The American Civil Liberties Union of Oklahoma has called for an immediate moratorium on executions in the state after an inmate died of a massive heart attack 43 minutes after his execution began.
The state of Oklahoma was using a new drug protocol for the first time in Tuesday night's execution of Clayton Lockett. Department of Corrections Director Robert Patton stopped the execution after about 20 minutes, and Lockett later died of a heart attack.
The ACLU of Oklahoma, which was not a party in a legal challenge over Oklahoma's law that keeps the source of execution drugs confidential, called for a "full and open" investigation into Tuesday's execution.
"We hope that courts will reconsider whether transparency about the drugs used in executions is required as a matter of law. After tonight, there's no speculation needed to appreciate that there are fundamental failures in our execution process," said ACLU of Oklahoma Legal Director Brady Henderson.

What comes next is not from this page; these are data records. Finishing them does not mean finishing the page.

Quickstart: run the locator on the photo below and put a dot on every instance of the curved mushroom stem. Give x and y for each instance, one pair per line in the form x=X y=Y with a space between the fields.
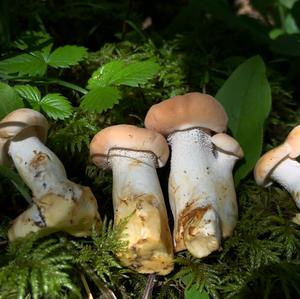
x=59 y=204
x=137 y=196
x=192 y=192
x=40 y=168
x=287 y=174
x=227 y=203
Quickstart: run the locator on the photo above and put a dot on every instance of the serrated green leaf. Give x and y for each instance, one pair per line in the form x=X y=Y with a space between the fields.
x=66 y=56
x=9 y=100
x=56 y=106
x=136 y=73
x=28 y=92
x=246 y=97
x=118 y=73
x=104 y=76
x=32 y=64
x=194 y=293
x=100 y=99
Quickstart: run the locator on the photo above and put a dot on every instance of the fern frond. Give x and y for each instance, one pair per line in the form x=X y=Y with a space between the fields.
x=100 y=254
x=40 y=267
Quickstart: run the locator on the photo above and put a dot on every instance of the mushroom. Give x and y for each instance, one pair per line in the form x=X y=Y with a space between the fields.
x=133 y=154
x=58 y=203
x=201 y=189
x=280 y=165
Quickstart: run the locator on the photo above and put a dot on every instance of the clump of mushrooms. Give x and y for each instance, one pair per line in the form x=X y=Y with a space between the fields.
x=201 y=188
x=133 y=154
x=280 y=165
x=58 y=204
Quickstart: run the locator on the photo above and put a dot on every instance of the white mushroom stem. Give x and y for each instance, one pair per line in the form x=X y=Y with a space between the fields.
x=227 y=203
x=287 y=174
x=137 y=196
x=193 y=193
x=40 y=168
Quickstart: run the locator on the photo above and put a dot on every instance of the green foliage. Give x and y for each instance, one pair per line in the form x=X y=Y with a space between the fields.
x=54 y=105
x=99 y=255
x=9 y=100
x=103 y=94
x=37 y=267
x=246 y=98
x=35 y=63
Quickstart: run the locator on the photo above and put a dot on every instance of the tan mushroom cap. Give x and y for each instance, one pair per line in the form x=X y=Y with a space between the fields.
x=16 y=122
x=187 y=111
x=267 y=163
x=227 y=144
x=127 y=137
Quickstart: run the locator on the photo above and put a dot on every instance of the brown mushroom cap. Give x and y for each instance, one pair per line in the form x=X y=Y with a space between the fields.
x=227 y=144
x=187 y=111
x=267 y=163
x=127 y=137
x=16 y=122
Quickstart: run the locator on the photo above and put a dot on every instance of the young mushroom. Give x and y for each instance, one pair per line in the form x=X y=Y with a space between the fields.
x=201 y=189
x=58 y=204
x=280 y=165
x=133 y=154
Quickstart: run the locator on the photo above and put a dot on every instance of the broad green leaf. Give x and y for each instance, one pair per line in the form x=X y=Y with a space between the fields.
x=104 y=76
x=246 y=97
x=66 y=56
x=136 y=73
x=194 y=293
x=9 y=100
x=28 y=92
x=32 y=64
x=119 y=73
x=17 y=181
x=288 y=3
x=56 y=106
x=100 y=99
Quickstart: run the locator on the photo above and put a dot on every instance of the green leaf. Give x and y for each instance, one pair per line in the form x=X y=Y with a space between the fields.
x=118 y=73
x=66 y=56
x=246 y=97
x=100 y=99
x=56 y=106
x=104 y=76
x=194 y=293
x=32 y=64
x=9 y=100
x=288 y=3
x=28 y=92
x=17 y=181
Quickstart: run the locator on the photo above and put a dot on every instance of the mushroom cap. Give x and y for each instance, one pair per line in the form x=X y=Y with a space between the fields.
x=128 y=137
x=268 y=162
x=187 y=111
x=227 y=144
x=293 y=140
x=16 y=122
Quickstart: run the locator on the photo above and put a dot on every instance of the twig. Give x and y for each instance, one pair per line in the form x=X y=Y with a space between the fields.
x=149 y=286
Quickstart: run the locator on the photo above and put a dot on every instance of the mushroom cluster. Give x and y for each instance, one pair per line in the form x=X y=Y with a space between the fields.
x=280 y=165
x=58 y=204
x=133 y=154
x=201 y=188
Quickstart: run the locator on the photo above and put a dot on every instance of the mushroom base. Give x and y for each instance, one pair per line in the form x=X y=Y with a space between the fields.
x=53 y=213
x=138 y=198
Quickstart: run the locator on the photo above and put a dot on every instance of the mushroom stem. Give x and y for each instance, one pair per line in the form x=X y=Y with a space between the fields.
x=192 y=192
x=287 y=174
x=227 y=203
x=137 y=196
x=40 y=168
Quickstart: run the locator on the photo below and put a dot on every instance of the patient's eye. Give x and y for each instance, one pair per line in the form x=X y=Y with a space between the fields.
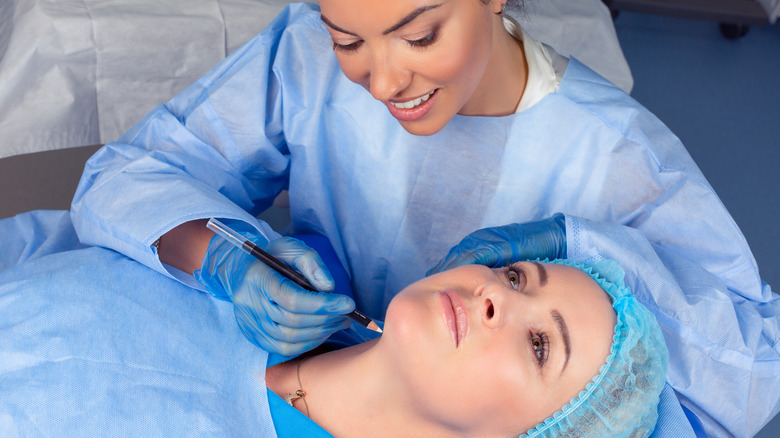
x=540 y=346
x=514 y=278
x=515 y=275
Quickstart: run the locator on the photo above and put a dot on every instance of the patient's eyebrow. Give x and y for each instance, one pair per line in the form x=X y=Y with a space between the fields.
x=401 y=23
x=564 y=331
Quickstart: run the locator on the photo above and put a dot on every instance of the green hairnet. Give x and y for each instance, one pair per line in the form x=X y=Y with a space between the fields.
x=622 y=400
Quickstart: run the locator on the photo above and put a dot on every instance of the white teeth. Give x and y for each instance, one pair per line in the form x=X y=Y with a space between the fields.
x=412 y=103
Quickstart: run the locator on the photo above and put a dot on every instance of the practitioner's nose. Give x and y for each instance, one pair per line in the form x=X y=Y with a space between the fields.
x=387 y=75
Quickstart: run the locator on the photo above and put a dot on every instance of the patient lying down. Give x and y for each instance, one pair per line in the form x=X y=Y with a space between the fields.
x=545 y=349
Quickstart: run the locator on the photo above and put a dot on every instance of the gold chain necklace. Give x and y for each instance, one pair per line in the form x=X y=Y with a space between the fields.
x=299 y=393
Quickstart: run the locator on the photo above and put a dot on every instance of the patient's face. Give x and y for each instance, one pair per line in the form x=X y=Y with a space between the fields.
x=496 y=351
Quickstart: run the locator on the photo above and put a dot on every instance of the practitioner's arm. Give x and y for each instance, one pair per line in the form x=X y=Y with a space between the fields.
x=184 y=247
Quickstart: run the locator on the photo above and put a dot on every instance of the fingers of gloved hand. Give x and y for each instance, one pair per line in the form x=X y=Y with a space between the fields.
x=269 y=312
x=285 y=341
x=304 y=260
x=264 y=281
x=284 y=293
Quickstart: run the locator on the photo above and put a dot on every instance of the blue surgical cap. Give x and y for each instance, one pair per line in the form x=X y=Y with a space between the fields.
x=622 y=400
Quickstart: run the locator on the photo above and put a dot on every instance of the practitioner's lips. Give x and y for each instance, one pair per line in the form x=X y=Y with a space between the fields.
x=455 y=315
x=412 y=109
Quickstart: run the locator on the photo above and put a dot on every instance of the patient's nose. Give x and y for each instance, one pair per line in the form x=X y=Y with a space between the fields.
x=492 y=299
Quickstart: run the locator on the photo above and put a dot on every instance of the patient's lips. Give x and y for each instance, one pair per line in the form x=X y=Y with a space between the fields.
x=455 y=315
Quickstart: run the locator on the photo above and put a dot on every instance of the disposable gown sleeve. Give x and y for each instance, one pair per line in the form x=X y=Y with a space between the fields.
x=216 y=150
x=724 y=349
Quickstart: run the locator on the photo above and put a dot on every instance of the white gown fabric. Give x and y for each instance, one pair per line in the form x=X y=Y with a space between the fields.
x=82 y=73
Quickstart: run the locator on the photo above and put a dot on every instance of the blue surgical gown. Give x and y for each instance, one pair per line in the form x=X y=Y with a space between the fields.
x=278 y=114
x=89 y=346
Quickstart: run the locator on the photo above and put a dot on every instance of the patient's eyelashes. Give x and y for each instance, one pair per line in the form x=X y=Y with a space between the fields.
x=540 y=345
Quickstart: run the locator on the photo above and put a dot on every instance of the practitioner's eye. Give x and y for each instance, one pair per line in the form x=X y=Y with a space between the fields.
x=541 y=346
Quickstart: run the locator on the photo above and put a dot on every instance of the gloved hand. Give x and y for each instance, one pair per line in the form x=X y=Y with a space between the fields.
x=272 y=311
x=500 y=246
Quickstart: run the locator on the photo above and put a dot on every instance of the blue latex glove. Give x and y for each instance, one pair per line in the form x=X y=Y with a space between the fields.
x=500 y=246
x=272 y=311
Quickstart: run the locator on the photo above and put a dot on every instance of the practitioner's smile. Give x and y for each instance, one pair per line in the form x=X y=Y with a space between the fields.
x=413 y=109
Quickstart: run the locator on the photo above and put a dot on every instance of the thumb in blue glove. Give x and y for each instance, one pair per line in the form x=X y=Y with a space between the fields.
x=500 y=246
x=272 y=311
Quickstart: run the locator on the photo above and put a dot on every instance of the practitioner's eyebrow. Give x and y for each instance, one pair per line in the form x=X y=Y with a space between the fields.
x=401 y=23
x=334 y=27
x=560 y=323
x=408 y=19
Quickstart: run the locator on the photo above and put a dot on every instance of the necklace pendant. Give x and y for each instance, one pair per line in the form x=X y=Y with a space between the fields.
x=291 y=398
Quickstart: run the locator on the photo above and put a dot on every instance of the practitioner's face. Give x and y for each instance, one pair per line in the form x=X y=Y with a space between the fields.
x=403 y=51
x=493 y=352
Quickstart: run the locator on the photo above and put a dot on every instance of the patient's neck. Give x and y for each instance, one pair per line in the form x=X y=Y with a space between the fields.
x=351 y=392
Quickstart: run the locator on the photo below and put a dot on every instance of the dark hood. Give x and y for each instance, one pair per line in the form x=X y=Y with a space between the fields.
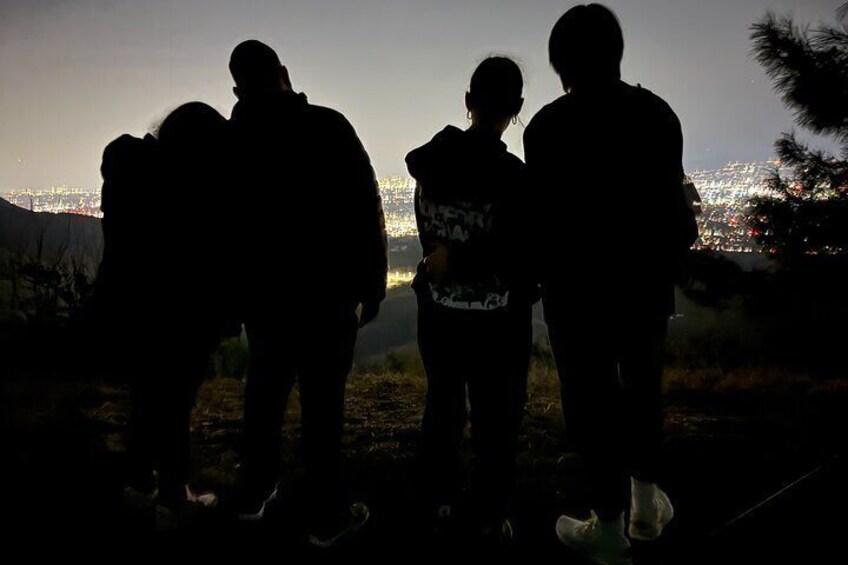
x=450 y=150
x=280 y=104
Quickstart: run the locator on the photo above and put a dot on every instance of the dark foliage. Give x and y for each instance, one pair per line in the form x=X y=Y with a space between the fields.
x=808 y=212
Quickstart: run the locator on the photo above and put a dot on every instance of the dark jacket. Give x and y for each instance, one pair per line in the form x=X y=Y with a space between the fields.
x=470 y=198
x=607 y=169
x=313 y=218
x=170 y=266
x=123 y=287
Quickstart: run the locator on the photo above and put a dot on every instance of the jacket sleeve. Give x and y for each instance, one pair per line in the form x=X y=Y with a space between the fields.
x=684 y=228
x=368 y=219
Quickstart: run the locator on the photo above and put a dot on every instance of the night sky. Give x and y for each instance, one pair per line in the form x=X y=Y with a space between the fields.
x=74 y=74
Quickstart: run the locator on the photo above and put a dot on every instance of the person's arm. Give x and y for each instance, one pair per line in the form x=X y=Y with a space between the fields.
x=683 y=225
x=369 y=225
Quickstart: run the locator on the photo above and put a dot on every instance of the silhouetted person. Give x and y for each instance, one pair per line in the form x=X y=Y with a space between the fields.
x=606 y=159
x=314 y=249
x=474 y=296
x=163 y=290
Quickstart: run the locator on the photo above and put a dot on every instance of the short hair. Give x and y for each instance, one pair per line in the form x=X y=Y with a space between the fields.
x=254 y=62
x=192 y=124
x=496 y=86
x=587 y=45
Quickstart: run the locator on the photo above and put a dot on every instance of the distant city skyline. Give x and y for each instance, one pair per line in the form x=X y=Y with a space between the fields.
x=74 y=75
x=724 y=194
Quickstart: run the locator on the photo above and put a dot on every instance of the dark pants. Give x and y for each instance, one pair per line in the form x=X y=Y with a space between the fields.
x=489 y=353
x=163 y=387
x=316 y=351
x=610 y=371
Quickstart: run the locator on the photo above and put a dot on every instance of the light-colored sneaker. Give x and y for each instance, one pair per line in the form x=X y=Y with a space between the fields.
x=358 y=515
x=174 y=515
x=255 y=511
x=600 y=541
x=650 y=510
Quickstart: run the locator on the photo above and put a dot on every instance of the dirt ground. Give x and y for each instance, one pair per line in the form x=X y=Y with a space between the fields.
x=727 y=450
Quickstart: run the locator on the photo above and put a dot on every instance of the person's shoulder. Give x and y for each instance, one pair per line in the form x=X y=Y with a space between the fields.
x=552 y=111
x=550 y=116
x=124 y=151
x=651 y=101
x=328 y=117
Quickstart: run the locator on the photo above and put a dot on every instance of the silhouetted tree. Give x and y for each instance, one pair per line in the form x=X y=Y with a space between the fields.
x=807 y=212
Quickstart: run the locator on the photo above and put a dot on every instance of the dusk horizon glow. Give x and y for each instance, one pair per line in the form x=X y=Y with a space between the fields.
x=75 y=75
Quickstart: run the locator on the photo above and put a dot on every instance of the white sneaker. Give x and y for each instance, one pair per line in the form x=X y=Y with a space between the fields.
x=650 y=510
x=255 y=511
x=177 y=514
x=356 y=517
x=600 y=541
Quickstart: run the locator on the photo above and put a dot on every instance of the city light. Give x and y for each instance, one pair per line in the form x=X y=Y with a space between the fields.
x=724 y=192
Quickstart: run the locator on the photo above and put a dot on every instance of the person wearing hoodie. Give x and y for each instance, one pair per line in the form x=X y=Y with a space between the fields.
x=314 y=251
x=165 y=288
x=607 y=159
x=474 y=296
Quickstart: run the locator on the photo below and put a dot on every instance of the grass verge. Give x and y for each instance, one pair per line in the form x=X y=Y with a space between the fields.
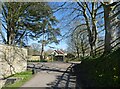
x=100 y=72
x=25 y=76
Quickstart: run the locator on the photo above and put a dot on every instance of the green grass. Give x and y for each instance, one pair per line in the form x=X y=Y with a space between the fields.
x=102 y=71
x=25 y=76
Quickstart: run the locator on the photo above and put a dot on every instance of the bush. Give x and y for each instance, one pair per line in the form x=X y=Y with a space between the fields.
x=102 y=71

"It is important to remember that the State of Oklahoma continues to deny relatively simple requests from condemned men to find out about the drugs that will be used to kill them. There are serious concerns about the lethal injection process in light of more and more botched executions conducted with questionable drugs from questionable sources, and an Oklahoma law now bars inmates (and everybody else) from finding out important information needed to ensure compliance with the Constitution. In other words, it puts a veil of secrecy over one of the most grave functions of state government--killing its own citizens. If we are to have executions at all, they must not be conducted like hastily thrown together human science experiments."
The Associated Press contributed to this report.